Shares of GSK, Sanofi and Haleon soared after a US judge dismissed claims that the heartburn drug Zantac had caused cancer.

The annual increase in producer prices is easing across the globe. Added to lower shipping costs and signs that China may soon reopen its economy, hopes are rising that inflation may have peaked.


The FTSE 100 fell 1.1% over the week.

Chancellor Jeremy Hunt announced a package of reforms for the financial services industry.

The value of retail sales rose 4.2% year on year in November, well behind the rate of inflation.


The S&P 500 lost 3.4% over the week, while the tech-heavy Nasdaq dropped 4.0% as stronger-than-expected factory gate prices dashed hopes that the Fed may be nearing the end of its rate-hiking cycle.

ISM non-manufacturing index rose to 56.5 in November from 54.4 the previous month.
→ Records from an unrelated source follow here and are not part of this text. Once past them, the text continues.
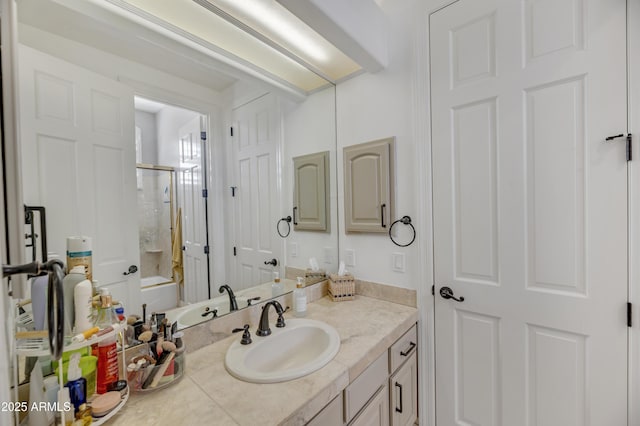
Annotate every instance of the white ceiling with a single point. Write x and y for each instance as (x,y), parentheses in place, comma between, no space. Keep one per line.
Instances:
(216,43)
(114,37)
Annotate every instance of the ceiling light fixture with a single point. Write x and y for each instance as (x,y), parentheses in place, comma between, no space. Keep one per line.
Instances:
(280,29)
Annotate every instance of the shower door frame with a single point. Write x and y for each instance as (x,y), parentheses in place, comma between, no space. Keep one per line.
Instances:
(173,202)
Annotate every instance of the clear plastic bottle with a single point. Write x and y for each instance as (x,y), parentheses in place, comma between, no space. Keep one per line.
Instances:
(300,299)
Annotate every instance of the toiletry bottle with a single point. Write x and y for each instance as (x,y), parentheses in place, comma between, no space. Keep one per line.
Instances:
(82,295)
(300,299)
(65,406)
(107,362)
(37,395)
(106,316)
(39,300)
(75,276)
(76,383)
(83,416)
(277,287)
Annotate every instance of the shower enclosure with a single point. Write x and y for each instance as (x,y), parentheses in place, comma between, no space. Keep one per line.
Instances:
(156,221)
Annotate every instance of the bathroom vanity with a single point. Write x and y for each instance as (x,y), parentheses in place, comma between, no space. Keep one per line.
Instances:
(368,378)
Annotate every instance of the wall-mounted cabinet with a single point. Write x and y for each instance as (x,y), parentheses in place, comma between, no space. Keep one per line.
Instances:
(310,197)
(369,186)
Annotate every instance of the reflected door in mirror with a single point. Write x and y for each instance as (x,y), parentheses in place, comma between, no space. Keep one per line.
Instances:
(257,198)
(192,198)
(77,137)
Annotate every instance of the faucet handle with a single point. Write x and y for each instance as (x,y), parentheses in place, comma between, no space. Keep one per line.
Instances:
(280,322)
(246,336)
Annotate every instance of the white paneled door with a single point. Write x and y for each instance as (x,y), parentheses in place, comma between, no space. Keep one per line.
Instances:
(191,190)
(78,161)
(256,198)
(530,212)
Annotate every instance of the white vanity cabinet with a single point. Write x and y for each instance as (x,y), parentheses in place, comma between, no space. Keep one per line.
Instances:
(385,393)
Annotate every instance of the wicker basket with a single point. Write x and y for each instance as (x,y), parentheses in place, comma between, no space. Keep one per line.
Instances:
(342,287)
The US services sector has now expanded for 30 consecutive months.

US producer prices rose 0.3% over the month of November. On a year-on-year basis, producer prices inflation eased to 7.4% from 8.1% in October, although the data was stronger than analysts had forecast.

The University of Michigan index of US consumer sentiment unexpectedly jumped to 59.1 in December  from 56.8 in November.
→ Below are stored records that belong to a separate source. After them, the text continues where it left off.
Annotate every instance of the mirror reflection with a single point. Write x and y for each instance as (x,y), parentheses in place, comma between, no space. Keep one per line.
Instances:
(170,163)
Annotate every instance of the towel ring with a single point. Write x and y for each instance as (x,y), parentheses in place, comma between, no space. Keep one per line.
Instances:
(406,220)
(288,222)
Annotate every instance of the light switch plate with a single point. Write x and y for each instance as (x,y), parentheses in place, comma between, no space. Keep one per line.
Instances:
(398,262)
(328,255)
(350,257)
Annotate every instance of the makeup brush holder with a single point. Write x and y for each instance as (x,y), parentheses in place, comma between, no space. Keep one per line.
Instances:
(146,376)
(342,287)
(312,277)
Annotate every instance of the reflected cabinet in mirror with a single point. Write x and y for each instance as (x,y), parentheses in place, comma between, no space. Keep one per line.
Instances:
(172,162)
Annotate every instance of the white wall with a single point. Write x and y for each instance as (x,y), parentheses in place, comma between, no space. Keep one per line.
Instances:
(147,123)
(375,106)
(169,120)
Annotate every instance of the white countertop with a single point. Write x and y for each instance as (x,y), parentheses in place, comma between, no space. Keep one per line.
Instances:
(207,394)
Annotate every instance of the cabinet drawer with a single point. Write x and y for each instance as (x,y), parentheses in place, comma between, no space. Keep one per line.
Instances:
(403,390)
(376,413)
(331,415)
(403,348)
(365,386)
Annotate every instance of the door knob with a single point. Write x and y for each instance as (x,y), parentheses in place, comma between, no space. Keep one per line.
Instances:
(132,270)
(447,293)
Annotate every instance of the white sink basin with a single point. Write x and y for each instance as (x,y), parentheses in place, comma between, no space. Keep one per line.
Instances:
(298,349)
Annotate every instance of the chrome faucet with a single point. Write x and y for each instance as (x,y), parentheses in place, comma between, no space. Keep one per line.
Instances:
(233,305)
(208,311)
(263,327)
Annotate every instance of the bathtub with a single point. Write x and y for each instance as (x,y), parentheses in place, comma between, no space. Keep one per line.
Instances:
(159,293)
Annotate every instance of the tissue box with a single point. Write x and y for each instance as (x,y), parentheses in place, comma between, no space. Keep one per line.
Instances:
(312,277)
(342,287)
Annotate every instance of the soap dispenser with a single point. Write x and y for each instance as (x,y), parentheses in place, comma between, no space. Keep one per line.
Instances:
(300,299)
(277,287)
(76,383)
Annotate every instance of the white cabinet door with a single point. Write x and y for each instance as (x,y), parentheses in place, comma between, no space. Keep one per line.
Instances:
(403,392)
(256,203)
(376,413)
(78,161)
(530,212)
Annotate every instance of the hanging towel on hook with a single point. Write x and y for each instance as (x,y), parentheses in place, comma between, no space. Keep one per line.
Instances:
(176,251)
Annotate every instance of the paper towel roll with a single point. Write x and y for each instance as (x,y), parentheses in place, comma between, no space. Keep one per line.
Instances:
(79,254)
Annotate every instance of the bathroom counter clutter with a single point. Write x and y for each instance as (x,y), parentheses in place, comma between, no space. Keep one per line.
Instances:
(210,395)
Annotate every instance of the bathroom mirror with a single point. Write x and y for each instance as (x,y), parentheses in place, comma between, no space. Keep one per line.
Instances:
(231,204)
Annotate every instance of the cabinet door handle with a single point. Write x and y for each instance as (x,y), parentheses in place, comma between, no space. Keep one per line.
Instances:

The Bank of Canada raised its benchmark rate by 50 basis points, signalling it may pause its monetary tightening following seven consecutive rate increases – the first G10 country to do so.


The FTSEurofirst 300 slid 0.9% over the week.
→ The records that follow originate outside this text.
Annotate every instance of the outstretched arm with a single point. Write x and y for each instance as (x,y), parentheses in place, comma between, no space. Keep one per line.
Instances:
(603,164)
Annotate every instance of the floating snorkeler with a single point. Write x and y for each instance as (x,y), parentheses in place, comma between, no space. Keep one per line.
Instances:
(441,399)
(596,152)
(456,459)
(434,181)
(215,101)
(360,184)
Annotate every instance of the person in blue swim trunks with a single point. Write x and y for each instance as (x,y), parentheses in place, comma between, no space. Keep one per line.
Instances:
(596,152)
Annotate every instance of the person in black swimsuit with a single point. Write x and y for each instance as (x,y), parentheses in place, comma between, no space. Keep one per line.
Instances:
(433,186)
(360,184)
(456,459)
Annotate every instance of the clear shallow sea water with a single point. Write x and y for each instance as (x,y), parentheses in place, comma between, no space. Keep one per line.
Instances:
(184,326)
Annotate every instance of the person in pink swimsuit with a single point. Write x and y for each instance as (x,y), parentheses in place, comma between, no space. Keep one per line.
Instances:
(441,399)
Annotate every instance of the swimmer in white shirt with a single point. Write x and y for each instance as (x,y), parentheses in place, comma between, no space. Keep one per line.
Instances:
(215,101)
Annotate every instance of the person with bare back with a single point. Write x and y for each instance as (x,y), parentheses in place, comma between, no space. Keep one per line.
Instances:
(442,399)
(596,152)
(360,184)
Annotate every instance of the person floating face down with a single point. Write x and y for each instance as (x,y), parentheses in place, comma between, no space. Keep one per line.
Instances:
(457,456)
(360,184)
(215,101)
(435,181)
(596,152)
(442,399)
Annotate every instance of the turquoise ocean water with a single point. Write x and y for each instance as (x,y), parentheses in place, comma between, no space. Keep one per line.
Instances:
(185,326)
Eurozone third-quarter GDP growth was revised up to 0.3% from a previous estimate of 0.2%.

German factory gate prices fell 4.2% in October compared with the previous month, the largest monthly drop since 1948.


The Nikkei 225 rose 0.5% over the week.

Pacific ex Japan

The Reserve Bank of Australia raised the cash rate by 25 bps to a decade-high level of 3.1%.

China’s exports fell 8.7% year on year in November, a far larger-than-expected decline and the largest drop since the start of the pandemic. Imports fell 10.6%, the biggest drop in two and a half years.

Chinese producer prices declined 1.3% year on year in November, while the consumer price index rose 1.6%, down from 2.1% in October.

Hopes that China will reopen its economy early next year increased when Beijing further relaxed COVID restrictions, including allowing home quarantine and dropping the need for proof of a negative test before being allowed to enter public places. While the number of reported COVID-19 cases has dropped, Beijing has dropped some of its testing requirements. Hong Kong followed mainland China in easing some Covid-19 restrictions.

Emerging Markets

The Reserve Bank of India raised its key repo rate by 35 bps to 6.25%, its fifth hike in a row.

Brazil’s president-elect Luiz Inácio Lula da Silva named workers’ party loyalist Fernando Haddad as finance minister, dashing hopes he would appoint a more market-friendly figure.


The Reserve Bank of India raised its key repo rate by 35 bps to 6.25%, its fifth hike in a row.


Brent crude oil fell below $80 a barrel, its lowest level of the year, following the imposition of sweeping western sanctions on Russia’s oil exports.